• Christine Cabiron

Jean-Michel Gressard, directeur Vectalia Béziers Méditerranée

Propos recueillis le 15 avril 2020

A Béziers, la fréquentation du réseau beeMob a chuté de 90%. Des réflexions sont en cours pour adapter l’offre aux besoins de mobilité et aux capacités financières de l’agglomération. Explications de Jean-Michel Gressard, directeur de Vectalia Béziers Méditerranée.

Mobilités magazine : comment avez-vous assuré la continuité des transports publics ?

Jean-Michel Gressard : à partir du 26 mars, nous avons mis en place un réseau spécifique Covid-19 qui assurait environ la moitié des services. Celui-ci tenait compte des horaires d’entrée et de sortie des soignants. Nous avons baissé les fréquences et supprimé quelques petites lignes dont une qui ne pouvait être exploitée qu’avec des minibus.
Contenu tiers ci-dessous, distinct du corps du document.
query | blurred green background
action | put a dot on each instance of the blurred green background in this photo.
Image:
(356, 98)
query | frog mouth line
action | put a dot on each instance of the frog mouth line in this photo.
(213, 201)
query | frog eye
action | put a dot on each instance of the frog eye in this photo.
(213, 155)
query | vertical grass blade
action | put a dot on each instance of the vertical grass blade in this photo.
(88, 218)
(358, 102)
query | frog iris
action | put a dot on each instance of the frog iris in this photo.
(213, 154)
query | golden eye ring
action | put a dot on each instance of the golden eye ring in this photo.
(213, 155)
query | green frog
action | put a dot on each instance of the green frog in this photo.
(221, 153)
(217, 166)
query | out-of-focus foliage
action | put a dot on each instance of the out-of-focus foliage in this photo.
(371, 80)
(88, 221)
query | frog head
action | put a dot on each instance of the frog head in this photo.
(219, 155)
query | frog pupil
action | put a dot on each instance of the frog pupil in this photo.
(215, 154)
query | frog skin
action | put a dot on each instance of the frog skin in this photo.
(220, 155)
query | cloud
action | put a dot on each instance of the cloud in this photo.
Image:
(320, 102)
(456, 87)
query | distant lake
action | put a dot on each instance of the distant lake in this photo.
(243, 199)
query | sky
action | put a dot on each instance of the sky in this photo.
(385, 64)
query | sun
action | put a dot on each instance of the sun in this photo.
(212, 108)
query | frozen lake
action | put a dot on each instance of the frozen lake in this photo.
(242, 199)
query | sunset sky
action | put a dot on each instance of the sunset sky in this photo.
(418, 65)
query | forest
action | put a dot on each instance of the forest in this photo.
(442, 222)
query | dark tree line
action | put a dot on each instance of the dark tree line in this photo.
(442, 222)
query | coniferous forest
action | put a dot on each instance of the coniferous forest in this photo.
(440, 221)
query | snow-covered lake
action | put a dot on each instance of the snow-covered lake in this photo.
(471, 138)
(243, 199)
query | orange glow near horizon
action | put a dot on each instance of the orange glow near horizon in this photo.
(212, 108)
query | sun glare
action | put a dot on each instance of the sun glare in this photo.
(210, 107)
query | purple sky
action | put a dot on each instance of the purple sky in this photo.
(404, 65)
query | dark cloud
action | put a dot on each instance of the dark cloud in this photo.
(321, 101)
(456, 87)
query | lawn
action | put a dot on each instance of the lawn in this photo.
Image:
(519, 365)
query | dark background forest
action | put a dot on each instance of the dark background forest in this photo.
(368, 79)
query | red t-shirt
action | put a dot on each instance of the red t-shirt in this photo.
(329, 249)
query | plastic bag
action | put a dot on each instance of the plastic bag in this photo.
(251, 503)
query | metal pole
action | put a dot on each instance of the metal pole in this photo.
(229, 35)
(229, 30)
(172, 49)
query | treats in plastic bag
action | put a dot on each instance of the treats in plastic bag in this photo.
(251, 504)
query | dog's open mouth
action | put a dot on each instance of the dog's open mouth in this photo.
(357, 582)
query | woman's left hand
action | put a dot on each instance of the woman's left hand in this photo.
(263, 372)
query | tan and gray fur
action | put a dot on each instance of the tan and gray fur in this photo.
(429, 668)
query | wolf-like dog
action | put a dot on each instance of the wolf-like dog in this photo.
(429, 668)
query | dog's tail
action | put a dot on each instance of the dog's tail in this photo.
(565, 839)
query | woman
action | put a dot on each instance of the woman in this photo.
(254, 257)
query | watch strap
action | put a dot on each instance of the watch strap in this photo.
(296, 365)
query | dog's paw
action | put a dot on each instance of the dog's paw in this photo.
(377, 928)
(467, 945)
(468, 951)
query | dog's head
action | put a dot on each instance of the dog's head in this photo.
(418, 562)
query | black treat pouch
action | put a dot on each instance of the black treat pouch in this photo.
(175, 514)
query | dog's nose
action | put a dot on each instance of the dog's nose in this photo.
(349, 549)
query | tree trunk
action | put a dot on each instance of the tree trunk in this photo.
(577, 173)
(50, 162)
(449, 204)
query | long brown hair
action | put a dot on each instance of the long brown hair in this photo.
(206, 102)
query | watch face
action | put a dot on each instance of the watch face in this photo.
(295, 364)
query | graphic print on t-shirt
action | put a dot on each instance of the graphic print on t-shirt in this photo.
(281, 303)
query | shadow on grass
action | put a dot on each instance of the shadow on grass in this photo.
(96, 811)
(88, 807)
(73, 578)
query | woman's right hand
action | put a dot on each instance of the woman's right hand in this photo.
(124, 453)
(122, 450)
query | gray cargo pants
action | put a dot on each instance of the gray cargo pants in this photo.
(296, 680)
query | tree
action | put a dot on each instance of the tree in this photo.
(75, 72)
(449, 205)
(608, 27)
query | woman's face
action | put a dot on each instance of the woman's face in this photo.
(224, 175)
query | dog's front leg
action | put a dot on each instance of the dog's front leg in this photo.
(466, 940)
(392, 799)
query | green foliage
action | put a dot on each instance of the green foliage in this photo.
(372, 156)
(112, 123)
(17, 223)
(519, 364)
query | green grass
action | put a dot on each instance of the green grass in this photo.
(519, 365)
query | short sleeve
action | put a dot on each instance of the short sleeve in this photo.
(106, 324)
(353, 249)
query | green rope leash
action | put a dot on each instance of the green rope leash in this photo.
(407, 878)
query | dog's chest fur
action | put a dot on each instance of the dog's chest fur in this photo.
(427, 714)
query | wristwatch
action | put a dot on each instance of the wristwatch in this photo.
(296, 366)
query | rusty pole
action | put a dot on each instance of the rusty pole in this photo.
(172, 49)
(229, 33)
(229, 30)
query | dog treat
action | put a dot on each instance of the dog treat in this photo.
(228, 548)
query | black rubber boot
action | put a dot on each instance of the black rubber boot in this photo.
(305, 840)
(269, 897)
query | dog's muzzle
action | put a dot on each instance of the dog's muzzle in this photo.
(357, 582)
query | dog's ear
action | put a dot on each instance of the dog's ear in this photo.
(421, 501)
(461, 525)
L’instauration du couvre feu a bouleversé notre réseau car nous avons dû réduire l’amplitude : les services débutent à 6h30 et se terminent à 19h30. Ces horaires laissent le temps à nos salariés et aux équipes de nettoyage pour rentrer chez. Les lignes maintenues desservent les trois sites hospitaliers et l’intégralité des grandes surfaces alimentaires. Le 1er avril, l’autorité organisatrice a décidé d’instaurer la gratuité pour 30 jours. Le 13 avril, nous avons à nouveau réduit l’offre à 30% du fait de la baisse de la fréquentation, en chute de 90%. En 2019, nous avions réalisé 4,3 millions de voyages.

MM : quelle est l’organisation interne ?

JMG : Vectalia Béziers Méditerranée emploie 170 salariés dont 132 conducteurs. Lors de la première phase du réseau Covid, nous avions 63 salariés sur terrain. Cet effectif a baissé depuis. Les conducteurs travaillent par roulement et les relèves sont désormais organisées au dépôt à midi. Nous essayons de limiter à 20 le nombre de voyageurs par véhicule pour que les distances de sécurité soient respectées. Quand ce chiffre est dépassé, nous ajoutons des bus.

MM : quelles mesures avez-vous prises pour protéger les salariés ?

JMG : comme dans tous les réseaux, nous avons isolé le poste de conduite, arrêté la montée par la porte avant et la vente à bord. Nous avons doté nos conducteurs d’une fiole individuelle de gel hydroalcoolique. Les bus sont nettoyés et désinfectés deux fois par jour, notamment lors des changements de service.

MM : en quoi consiste le travail au bout de quatre semaines de confinement ?

JMG : la routine ne s’est pas encore installée car nous venons de mettre en place la phase III du réseau Covid. L’exploitation a été pas mal sous tension. Idem pour les services marketing car il a fallu informer les voyageurs de la nouvelle offre. Nous avons beaucoup d’échanges numériques avec les équipes en télétravail car il y a encore beaucoup à faire. Il y a eu quelques réticences au changement des habitudes de travail. Il a fallu expliquer que nous étions au cœur d’une crise sanitaire mondiale et que nous devions changer l’organisation de l’exploitation et des services. Tout le monde ne vient pas travailler sereinement. Des salariés ont peur, ce que je peux comprendre. Mais il y a une forme d’entraide ; on s’épaule plus les uns et les autres. Depuis deux semaines, il y a un nouvel état d’esprit dans l’entreprise : les salariés communiquent beaucoup entre eux via les réseaux sociaux pour prendre des nouvelles des uns et des autres.

MM : avez-vous mesuré l’impact financier de cette crise ?

JMG : nous sommes en train de l’évaluer. L’agglomération essaie d’y voir plus clair car avec la fermeture d’un certain nombre d’entreprises, la ressource liée au versement mobilité se tarit. Nous étudions ensemble le niveau raisonnable d’offre à maintenir pour que la collectivité puisse continuer à nous rémunérer. L’idée est d’adapter le réseau aux besoins de transport et aux capacités financières de l’agglomération.

MM : comment imaginez-vous la reprise de l’activité lors de la levée du confinement ?

JMG : pour l’instant, nous avons du mal à appréhender la fin du confinement. Je ne pense pas que tous les enfants retourneront à l’école le 11 mai. Les classes seront-elles divisées par deux ? Y aura-t-il un phasage de la reprise ? L’organisation du réseau dépendra de ces éléments et du maintien de l’interdiction ou non de monter par la porte avant. Autre question : pourra-t-on maintenir la désinfection des bus en milieu de journée ? Par ailleurs, le groupe Vectalia s’est organisé pour réaliser des commandes groupées de masques fabriqués en Chine. Nous devrions être livrés en fin de mois afin de doter nos salariés si cette mesure est obligatoire.